Now, this problem makes no sense. A format string can't just arbitrarily decide to print things in the wrong order. We asked the usual questions ("Is that your actual code?" "Are there variables involved?" "What does %C do, anyway?") but nothing was apparent. Despite the apparent impossibility of things just coming out in the wrong order, he was insistent that this was in fact happening.

Finally, I tossed the suspect line into a quick test program and ran it. And, lo and behold, it really was coming out backwards! Fortunately, it was instantly apparent as to why.
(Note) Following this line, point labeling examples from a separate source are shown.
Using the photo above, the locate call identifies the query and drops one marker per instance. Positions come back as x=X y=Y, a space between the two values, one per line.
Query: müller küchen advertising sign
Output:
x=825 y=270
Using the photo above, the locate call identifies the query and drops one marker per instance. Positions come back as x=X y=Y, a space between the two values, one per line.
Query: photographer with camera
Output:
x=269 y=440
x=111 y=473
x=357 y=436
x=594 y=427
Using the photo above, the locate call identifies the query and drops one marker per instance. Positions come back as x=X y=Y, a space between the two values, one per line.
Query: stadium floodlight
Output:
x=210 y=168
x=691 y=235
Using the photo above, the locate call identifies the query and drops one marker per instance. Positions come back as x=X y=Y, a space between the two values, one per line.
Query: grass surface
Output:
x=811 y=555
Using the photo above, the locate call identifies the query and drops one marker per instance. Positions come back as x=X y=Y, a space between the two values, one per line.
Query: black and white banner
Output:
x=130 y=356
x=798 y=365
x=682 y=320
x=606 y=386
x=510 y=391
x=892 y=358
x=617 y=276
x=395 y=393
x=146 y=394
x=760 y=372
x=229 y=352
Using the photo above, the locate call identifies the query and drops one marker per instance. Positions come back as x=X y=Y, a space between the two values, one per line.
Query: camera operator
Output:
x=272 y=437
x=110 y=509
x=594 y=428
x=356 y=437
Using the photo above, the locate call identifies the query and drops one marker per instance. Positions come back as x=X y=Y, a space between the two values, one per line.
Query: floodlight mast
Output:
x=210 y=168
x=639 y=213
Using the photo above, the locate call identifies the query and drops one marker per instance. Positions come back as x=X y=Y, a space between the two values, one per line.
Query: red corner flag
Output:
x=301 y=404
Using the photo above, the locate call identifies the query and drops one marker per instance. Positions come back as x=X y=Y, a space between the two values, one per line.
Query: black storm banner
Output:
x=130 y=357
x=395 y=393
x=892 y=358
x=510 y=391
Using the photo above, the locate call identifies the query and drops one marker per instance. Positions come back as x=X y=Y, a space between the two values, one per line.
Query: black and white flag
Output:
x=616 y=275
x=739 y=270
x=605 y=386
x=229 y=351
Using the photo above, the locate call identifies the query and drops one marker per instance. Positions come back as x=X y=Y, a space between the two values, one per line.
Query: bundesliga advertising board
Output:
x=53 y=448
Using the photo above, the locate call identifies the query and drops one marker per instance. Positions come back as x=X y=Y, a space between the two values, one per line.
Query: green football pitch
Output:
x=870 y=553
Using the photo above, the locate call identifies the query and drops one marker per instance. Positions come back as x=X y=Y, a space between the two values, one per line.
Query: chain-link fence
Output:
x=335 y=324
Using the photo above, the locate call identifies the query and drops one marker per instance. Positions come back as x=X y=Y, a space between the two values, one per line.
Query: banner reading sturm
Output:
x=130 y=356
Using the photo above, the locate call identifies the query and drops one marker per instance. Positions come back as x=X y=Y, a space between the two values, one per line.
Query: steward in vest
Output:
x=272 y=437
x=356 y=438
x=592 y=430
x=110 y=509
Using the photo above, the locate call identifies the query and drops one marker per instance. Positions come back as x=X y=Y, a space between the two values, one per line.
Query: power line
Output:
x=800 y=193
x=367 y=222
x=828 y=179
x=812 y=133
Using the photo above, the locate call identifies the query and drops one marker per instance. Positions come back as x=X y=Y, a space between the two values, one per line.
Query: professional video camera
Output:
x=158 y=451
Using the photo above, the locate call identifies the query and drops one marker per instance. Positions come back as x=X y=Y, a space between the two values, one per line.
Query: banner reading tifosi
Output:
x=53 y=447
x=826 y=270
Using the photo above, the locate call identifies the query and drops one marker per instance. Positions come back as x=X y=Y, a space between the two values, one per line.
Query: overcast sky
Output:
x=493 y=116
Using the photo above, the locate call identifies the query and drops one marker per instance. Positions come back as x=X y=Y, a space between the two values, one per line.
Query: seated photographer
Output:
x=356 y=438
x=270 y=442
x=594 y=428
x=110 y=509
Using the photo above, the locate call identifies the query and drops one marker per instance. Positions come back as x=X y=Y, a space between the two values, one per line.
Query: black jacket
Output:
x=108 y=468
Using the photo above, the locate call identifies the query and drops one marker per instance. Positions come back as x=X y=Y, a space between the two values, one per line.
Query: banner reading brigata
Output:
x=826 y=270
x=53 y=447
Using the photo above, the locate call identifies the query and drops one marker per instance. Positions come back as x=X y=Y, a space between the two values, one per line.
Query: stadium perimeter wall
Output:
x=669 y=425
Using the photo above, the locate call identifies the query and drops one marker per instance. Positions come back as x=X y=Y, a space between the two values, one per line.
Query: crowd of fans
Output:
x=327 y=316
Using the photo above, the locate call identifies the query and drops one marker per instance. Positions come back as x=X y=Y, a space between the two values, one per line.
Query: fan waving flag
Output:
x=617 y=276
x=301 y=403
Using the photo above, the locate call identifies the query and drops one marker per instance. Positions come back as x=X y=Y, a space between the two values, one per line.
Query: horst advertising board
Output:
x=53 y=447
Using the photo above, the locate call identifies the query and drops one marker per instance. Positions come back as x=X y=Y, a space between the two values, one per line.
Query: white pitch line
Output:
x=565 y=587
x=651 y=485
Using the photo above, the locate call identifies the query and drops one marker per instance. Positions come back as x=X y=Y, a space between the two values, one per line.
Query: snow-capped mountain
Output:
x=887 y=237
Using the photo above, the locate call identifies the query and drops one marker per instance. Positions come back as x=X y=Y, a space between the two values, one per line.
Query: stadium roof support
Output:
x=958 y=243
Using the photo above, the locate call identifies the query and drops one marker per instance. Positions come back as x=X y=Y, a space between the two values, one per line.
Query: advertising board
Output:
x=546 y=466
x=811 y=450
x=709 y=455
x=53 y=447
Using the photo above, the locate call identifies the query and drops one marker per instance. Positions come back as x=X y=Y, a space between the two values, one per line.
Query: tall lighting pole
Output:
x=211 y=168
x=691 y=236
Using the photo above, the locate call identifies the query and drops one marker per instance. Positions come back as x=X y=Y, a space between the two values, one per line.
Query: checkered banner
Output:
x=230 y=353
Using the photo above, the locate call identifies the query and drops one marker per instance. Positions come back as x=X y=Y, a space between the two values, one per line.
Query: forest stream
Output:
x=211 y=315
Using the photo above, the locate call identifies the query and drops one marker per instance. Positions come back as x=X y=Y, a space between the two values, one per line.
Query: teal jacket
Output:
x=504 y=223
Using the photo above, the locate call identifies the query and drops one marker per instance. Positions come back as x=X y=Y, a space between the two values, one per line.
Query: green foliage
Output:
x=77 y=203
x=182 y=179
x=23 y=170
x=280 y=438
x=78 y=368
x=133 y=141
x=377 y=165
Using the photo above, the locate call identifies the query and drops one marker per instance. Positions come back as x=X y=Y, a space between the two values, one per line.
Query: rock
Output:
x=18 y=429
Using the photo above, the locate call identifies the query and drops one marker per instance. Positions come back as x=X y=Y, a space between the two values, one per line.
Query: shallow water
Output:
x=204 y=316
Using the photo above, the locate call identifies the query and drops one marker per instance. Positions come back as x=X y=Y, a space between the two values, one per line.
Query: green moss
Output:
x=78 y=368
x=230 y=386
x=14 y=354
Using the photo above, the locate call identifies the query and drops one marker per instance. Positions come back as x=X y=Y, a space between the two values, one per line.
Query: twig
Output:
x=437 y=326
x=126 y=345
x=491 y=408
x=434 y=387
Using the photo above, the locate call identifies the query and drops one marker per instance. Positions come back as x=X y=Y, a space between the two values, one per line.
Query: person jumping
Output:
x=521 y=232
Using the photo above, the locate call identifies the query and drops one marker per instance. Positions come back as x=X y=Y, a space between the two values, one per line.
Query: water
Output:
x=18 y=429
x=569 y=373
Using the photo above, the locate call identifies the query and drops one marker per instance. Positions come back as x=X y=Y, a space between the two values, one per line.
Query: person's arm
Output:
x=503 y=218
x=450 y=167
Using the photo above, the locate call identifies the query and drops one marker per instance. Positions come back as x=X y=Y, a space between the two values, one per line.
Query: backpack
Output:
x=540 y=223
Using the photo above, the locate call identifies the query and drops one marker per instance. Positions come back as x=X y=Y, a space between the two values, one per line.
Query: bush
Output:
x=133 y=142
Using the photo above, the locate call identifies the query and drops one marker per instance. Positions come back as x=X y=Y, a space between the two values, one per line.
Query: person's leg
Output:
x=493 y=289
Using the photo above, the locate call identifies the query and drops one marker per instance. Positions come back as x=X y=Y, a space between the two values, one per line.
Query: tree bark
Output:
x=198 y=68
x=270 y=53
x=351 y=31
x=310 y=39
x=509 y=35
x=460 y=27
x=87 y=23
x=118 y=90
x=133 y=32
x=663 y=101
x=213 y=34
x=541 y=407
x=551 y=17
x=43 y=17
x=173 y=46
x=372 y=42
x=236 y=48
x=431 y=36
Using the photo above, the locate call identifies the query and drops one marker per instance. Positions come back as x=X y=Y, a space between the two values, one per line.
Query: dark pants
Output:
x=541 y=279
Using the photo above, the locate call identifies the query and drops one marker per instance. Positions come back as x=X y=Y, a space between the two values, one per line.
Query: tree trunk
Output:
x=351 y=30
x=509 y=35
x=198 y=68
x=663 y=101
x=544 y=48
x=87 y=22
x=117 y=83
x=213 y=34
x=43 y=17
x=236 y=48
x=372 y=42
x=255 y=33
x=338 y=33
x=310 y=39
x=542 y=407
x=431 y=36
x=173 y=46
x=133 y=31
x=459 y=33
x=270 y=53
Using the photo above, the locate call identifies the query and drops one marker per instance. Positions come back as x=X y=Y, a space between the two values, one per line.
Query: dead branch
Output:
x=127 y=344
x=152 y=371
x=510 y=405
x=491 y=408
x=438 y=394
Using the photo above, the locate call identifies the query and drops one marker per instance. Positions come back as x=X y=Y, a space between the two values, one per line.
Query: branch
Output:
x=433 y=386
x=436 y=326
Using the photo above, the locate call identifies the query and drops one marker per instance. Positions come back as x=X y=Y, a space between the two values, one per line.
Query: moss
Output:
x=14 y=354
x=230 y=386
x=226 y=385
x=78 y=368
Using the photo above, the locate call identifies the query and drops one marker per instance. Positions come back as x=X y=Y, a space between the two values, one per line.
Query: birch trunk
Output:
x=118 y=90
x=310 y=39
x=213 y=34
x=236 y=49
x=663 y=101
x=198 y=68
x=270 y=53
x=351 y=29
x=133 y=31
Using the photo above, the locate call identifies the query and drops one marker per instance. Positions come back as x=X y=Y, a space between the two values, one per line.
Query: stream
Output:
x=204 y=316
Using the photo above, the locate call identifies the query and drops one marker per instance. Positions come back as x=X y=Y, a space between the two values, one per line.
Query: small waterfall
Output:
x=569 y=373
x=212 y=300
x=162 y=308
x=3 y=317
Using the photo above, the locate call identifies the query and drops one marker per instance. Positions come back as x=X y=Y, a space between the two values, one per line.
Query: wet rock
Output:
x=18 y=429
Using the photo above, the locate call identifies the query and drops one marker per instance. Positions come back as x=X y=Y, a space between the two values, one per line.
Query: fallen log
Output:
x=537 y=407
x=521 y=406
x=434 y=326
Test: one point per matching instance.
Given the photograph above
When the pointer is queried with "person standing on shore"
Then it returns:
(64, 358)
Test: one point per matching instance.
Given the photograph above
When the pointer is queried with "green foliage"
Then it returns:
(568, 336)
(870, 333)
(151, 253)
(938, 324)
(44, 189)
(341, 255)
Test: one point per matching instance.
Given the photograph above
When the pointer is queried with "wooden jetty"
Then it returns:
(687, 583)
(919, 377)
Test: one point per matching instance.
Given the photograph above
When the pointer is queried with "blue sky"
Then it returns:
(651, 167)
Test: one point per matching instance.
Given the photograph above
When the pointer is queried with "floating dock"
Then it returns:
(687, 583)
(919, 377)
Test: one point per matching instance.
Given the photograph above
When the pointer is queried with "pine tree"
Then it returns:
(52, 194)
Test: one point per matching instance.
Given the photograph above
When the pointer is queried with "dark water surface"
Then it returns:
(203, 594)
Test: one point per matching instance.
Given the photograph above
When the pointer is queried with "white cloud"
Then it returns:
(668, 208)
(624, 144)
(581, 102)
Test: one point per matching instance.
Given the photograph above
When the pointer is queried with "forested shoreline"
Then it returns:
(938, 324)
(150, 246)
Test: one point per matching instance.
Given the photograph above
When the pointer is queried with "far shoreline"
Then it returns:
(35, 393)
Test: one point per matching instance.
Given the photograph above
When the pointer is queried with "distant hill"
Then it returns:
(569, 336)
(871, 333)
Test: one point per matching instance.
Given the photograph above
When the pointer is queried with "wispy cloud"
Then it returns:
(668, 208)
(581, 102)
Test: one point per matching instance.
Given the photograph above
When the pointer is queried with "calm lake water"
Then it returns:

If any of you are unicode experts, or happened to toss the line into a test program yourself, you probably know too. The characters in question are both Hebrew characters. Hebrew, as you might know, is written from right to left. OS X's text system is smart enough that, when it encounters multiple Hebrew characters next to each other, it will print them out right to left. The last character in the sequence appears "first" to eyes used to reading English.

So it turns out that every subsystem was working correctly. NSString was correctly constructing itself, and the text system was correctly displaying it. In fact, this wasn't even a bug at all, just a misinterpretation of what the correct result should be.